Meiglan gave him a strangely dignified nod. “Thank you, your grace. But I d-don’t have anything more to fear.”

He stared down at her, taken aback. “Not here, of course,” he said, groping for words. “You’re quite safe, my lady.”

“Perfectly,” Walvis agreed. “I can understand that watching that man’s face changing into something else altogether was startling—I admit I had to pick up my jaw with both hands.”

“It’s what I saw when the change was complete, my lord. I recognized him.”

“As what?” Pol asked, unable to keep suspicion from shading his voice.

“Before we left Castle Pine, I came upon my father talking with a man while another approached. He was very displeased and s-sent me away.” The catch in her voice at remembered ill-usage tore at Pol’s heart. “That man was one of them. I-I recognized his red hair.”

“So when you saw his real form. . . .” Feylin encouraged.

Meiglan shivered. “I’m sorry for my behavior. But I—when I knew who he was, and Mireva came to take me out of the Great Hall—”

“She drugged you to the eyebrows to keep you quiet,” Feylin said.

“It’s my fault,” Meiglan said miserably. “I was the excuse and the opportunity to bring sorcerers within this keep.”

Walvis took her hand. “Nonsense. Nobody could possibly blame you.”

Pol watched the huge dark eyes fill with tears of gratitude. But she did not weep. He tried to be logical, tried to examine her story rationally. If all was as she had said, then she could not have been in his bedchamber last night. Meiglan’s form, but not Meiglan. Mireva. The twist of physical sickness in his guts told him he had best not dwell too long on that idea. Meiglan was what mattered now. Did he believe her? Suspect her? Trust her?

What had she to lose at this point? Everyone now knew who the diarmadh’im were. There was no danger to them in telling her tale. He saw her dry her tears with her sleeve, a childlike gesture that brought a renewed ache to his chest. Did he dare believe? What if it really had been her last night, not Mireva? What if this was just one more lie designed by sorcery and her father?

But she had just handed him her father on a golden plate. Miyon had been seen with Marron and Ruval, Miyon had taken them into his service. Pol had been sure of Miyon’s complicity before, but now he had proof. Of a sort, anyway. If he could believe her. She looked up at him, beseeching his forgiveness and understanding. He opened his mouth to speak, not knowing if he would accuse her or accept her.

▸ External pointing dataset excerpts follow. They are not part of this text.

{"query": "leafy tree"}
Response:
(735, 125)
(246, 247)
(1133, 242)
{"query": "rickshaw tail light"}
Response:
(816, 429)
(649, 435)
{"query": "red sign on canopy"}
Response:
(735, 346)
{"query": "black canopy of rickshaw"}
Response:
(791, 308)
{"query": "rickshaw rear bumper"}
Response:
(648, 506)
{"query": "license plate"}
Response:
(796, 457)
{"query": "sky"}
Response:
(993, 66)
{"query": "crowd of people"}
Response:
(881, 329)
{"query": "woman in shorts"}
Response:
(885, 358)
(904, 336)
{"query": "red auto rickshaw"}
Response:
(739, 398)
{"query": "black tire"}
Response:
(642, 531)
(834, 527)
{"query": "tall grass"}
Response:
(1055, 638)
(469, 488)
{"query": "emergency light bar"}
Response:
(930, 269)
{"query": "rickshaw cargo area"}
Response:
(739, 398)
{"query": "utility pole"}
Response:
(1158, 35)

“Your pardon, your grace, but the High Prince commands your grace to attend him within the keep.”

He swung around, startled by Arlis’ voice and formal phrasing. “What? Why?”

“The High Prince did not share his reasons with me, your grace. But he was most insistent that your grace obey him immediately.”

Pol looked down into Meiglan’s dark eyes, tortured. Decide—one way or the other! He saw his fingers caress the lingering drops from her cheek. Her lips parted in fearful wonder at his touch. Unable to bear even this tenuous contact with her, he turned and followed Arlis up the steps.

25

Stronghold: 34 Spring

Sioned felt wrapped in darkness, shut away from the sun as she had been in Ianthe’s dungeon, touched with the madness of that long-ago time. Weeping had cleansed neither her eyes nor her heart; she felt sick, her eyes throbbed, her whole body ached. She wanted to crawl to her bedchamber and huddle in that darkness like a wounded animal.

She stood silently by the closed doors of the Great Hall. When Pol came into the foyer, her control wavered for a moment. Candles revealed shadows around eyes already bruised with strain. There was darkness about him now, where before there had always been only light.

He saw her and glanced quickly away. Sioned fixed her gaze on the emerald resting heavily on her hand, remembering how she’d wrested it from Ianthe’s finger. Claimed back everything that was hers. How young she had been then, only a few years older than Pol was now, how certain of herself and her vision. But what was a wound on her shoulder seen in Fire and Water was a scar on her cheek in reality. Andrade had told her long ago that conjured visions came to pass if one worked to make them happen. The difference between what she had seen and what had occurred, symbolized by that crescent-shaped scar on her face, had never troubled her before tonight. Now it frightened her. Perhaps it meant she had been wrong to take Pol, wrong to destroy Feruche.